LYNDHURST, N.J. — A top Federal Reserve official on Friday downplayed the idea that the central bank was overly concerned about a new banking crisis, adding that the Fed was constantly monitoring institutions in both Europe and the U.S.
In a question and answer session following a speech to New Jersey business leaders, Federal Reserve Bank of New York President William Dudley was asked about a Wall Street Journal report saying that the Fed was working behind the scenes with financial firms on how to respond to the potential fallout from Europe's worsening debt crisis.
"The reality is we monitor both U.S. and European banks every day," Dudley said. Saying that banks were in a better position to withstand external shocks than they were prior to the 2008 crisis, Dudley added: "There's nothing to be particularly alarmed about."
When asked a question about the health of the U.S. economy, Dudley suggested that things were better off than they appear.
"Beneath the surface we are having a convalescence.
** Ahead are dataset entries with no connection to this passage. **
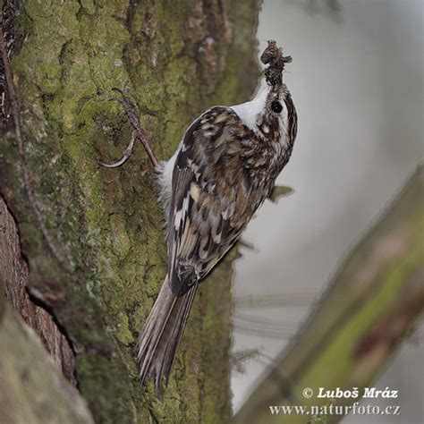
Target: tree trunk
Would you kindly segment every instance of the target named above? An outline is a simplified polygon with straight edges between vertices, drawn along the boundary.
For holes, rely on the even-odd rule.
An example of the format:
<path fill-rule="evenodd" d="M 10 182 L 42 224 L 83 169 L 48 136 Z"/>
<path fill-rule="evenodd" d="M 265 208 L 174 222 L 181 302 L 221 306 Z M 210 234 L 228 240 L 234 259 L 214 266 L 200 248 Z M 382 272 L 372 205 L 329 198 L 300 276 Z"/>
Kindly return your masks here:
<path fill-rule="evenodd" d="M 21 287 L 4 278 L 8 299 L 30 310 L 24 318 L 76 378 L 96 422 L 228 421 L 233 251 L 198 292 L 164 398 L 151 386 L 143 394 L 136 344 L 165 275 L 162 213 L 141 146 L 122 168 L 98 161 L 118 159 L 131 132 L 109 101 L 114 87 L 140 106 L 159 158 L 206 108 L 245 101 L 259 75 L 259 0 L 17 7 L 5 2 L 3 27 L 24 148 L 4 116 L 0 190 L 19 228 L 13 260 L 25 259 L 30 273 Z"/>

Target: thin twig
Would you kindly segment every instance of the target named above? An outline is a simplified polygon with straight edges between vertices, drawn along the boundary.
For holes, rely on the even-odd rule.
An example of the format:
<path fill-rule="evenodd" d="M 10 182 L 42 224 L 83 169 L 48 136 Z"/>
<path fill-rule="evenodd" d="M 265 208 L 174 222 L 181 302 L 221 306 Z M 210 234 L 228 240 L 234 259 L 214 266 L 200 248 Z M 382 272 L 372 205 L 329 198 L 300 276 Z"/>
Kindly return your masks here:
<path fill-rule="evenodd" d="M 2 55 L 3 66 L 4 69 L 4 76 L 5 76 L 5 81 L 6 81 L 7 93 L 9 95 L 9 101 L 11 104 L 12 115 L 13 117 L 14 131 L 15 131 L 16 140 L 18 141 L 19 161 L 21 165 L 21 169 L 22 171 L 23 185 L 25 188 L 25 191 L 27 193 L 28 199 L 30 200 L 30 206 L 36 216 L 39 230 L 44 239 L 46 240 L 46 242 L 47 243 L 47 247 L 48 247 L 48 250 L 50 250 L 50 253 L 57 260 L 57 262 L 59 262 L 61 266 L 64 266 L 64 257 L 61 255 L 61 253 L 57 250 L 56 246 L 55 245 L 52 238 L 50 237 L 47 232 L 47 228 L 46 227 L 46 225 L 44 223 L 42 213 L 39 209 L 38 205 L 37 204 L 35 195 L 34 195 L 34 191 L 32 190 L 32 186 L 31 186 L 30 172 L 28 170 L 27 163 L 25 160 L 25 151 L 23 148 L 24 143 L 23 143 L 22 131 L 21 128 L 18 100 L 16 97 L 16 92 L 14 90 L 11 65 L 9 63 L 9 57 L 7 55 L 6 43 L 4 41 L 4 37 L 3 35 L 3 21 L 2 21 L 2 25 L 0 26 L 0 51 Z"/>

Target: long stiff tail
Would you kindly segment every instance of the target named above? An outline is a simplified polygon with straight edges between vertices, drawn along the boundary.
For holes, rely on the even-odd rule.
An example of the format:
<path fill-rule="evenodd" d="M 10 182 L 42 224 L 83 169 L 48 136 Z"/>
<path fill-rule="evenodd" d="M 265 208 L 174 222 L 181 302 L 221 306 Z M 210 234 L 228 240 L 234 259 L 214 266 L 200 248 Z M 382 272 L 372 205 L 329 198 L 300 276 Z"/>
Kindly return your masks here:
<path fill-rule="evenodd" d="M 160 290 L 140 338 L 139 362 L 141 386 L 148 377 L 155 380 L 155 391 L 162 393 L 162 383 L 169 374 L 187 322 L 197 284 L 186 293 L 175 296 L 168 278 Z"/>

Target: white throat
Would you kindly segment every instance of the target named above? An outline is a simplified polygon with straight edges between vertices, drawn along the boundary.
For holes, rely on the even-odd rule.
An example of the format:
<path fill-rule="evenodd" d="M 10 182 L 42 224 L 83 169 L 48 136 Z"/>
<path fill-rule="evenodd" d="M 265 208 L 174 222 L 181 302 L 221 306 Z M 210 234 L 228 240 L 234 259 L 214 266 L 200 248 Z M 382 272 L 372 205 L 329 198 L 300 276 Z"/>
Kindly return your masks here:
<path fill-rule="evenodd" d="M 252 100 L 231 106 L 242 122 L 254 131 L 258 131 L 256 126 L 257 117 L 265 109 L 268 91 L 267 88 L 265 81 L 262 81 L 260 88 Z"/>

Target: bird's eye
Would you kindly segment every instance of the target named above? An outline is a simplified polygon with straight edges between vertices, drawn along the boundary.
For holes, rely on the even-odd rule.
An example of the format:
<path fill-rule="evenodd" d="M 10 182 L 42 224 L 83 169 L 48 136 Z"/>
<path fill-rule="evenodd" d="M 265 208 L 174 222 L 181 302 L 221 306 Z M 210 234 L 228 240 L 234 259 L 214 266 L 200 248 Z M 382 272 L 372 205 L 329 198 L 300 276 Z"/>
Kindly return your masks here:
<path fill-rule="evenodd" d="M 279 114 L 283 110 L 283 106 L 281 105 L 281 103 L 278 100 L 274 100 L 271 103 L 271 109 L 276 114 Z"/>

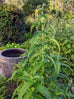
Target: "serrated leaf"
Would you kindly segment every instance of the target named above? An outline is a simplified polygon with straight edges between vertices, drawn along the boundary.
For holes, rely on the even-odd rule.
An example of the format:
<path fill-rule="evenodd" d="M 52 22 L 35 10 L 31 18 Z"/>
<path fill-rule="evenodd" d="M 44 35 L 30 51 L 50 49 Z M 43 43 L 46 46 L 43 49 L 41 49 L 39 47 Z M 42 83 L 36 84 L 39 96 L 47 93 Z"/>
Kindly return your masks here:
<path fill-rule="evenodd" d="M 46 99 L 52 99 L 50 92 L 47 90 L 46 87 L 39 84 L 36 88 Z"/>
<path fill-rule="evenodd" d="M 32 85 L 33 83 L 34 83 L 33 81 L 25 82 L 25 84 L 23 85 L 23 87 L 22 87 L 21 90 L 20 90 L 18 99 L 23 99 L 23 95 L 25 94 L 25 92 L 27 91 L 27 89 L 28 89 L 29 87 L 31 87 L 31 85 Z"/>

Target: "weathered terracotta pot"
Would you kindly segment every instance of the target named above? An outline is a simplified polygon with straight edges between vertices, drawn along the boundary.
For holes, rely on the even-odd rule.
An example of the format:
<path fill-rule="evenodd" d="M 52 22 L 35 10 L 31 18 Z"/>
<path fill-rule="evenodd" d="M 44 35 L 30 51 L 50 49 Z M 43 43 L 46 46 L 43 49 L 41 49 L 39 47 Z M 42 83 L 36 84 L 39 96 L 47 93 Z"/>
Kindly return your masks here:
<path fill-rule="evenodd" d="M 0 52 L 0 64 L 4 77 L 11 77 L 14 63 L 18 63 L 18 61 L 22 59 L 20 55 L 25 52 L 26 51 L 21 48 L 11 48 Z"/>

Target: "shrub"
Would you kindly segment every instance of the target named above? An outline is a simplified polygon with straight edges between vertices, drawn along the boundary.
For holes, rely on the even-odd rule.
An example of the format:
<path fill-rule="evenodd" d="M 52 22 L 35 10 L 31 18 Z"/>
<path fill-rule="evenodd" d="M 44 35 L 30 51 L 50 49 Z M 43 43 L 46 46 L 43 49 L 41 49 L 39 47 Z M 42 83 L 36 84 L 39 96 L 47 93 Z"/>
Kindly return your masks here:
<path fill-rule="evenodd" d="M 13 5 L 0 6 L 0 42 L 23 42 L 25 33 L 24 15 Z"/>
<path fill-rule="evenodd" d="M 23 11 L 25 16 L 32 15 L 35 12 L 35 9 L 38 5 L 43 3 L 48 3 L 48 0 L 28 0 L 23 6 Z"/>
<path fill-rule="evenodd" d="M 6 93 L 6 79 L 0 74 L 0 99 L 5 99 Z"/>

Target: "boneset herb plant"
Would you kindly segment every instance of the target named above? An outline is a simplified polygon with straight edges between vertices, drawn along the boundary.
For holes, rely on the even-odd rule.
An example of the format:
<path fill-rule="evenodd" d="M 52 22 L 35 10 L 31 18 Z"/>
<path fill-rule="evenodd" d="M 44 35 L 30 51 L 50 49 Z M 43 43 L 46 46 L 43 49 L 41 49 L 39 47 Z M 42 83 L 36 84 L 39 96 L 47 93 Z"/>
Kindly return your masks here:
<path fill-rule="evenodd" d="M 22 55 L 23 60 L 16 64 L 18 69 L 9 79 L 17 80 L 12 99 L 70 99 L 68 86 L 63 84 L 63 78 L 69 78 L 61 72 L 61 66 L 70 67 L 63 63 L 67 59 L 60 56 L 60 46 L 46 31 L 45 22 L 37 24 L 30 48 Z"/>

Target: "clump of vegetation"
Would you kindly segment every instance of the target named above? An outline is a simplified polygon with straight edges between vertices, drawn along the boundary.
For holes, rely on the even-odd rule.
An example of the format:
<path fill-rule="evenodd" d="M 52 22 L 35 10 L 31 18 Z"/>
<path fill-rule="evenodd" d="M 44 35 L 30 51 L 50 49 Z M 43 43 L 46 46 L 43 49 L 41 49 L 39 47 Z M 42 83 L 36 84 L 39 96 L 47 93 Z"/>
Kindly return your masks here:
<path fill-rule="evenodd" d="M 23 11 L 25 16 L 32 15 L 35 12 L 35 9 L 38 5 L 42 5 L 43 3 L 48 4 L 48 0 L 28 0 L 24 3 Z"/>
<path fill-rule="evenodd" d="M 13 5 L 0 6 L 0 42 L 23 42 L 25 35 L 24 15 Z"/>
It's slower and longer than we hoped for," but it's under way, the New York Fed chief said.
A recovery in still stagnant labor markets, however, has left the Fed "disappointed," Dudley said. Unemployment "is clearly much higher than we want."
Sovereign debt woes in Europe are roiling global markets, and appear to be taking a turn for the worse. Both Italian and Spanish government bonds have taken a hit, and Germany's stagnating growth is raising questions about the euro zone's ability to resolve the nearly two-year old saga.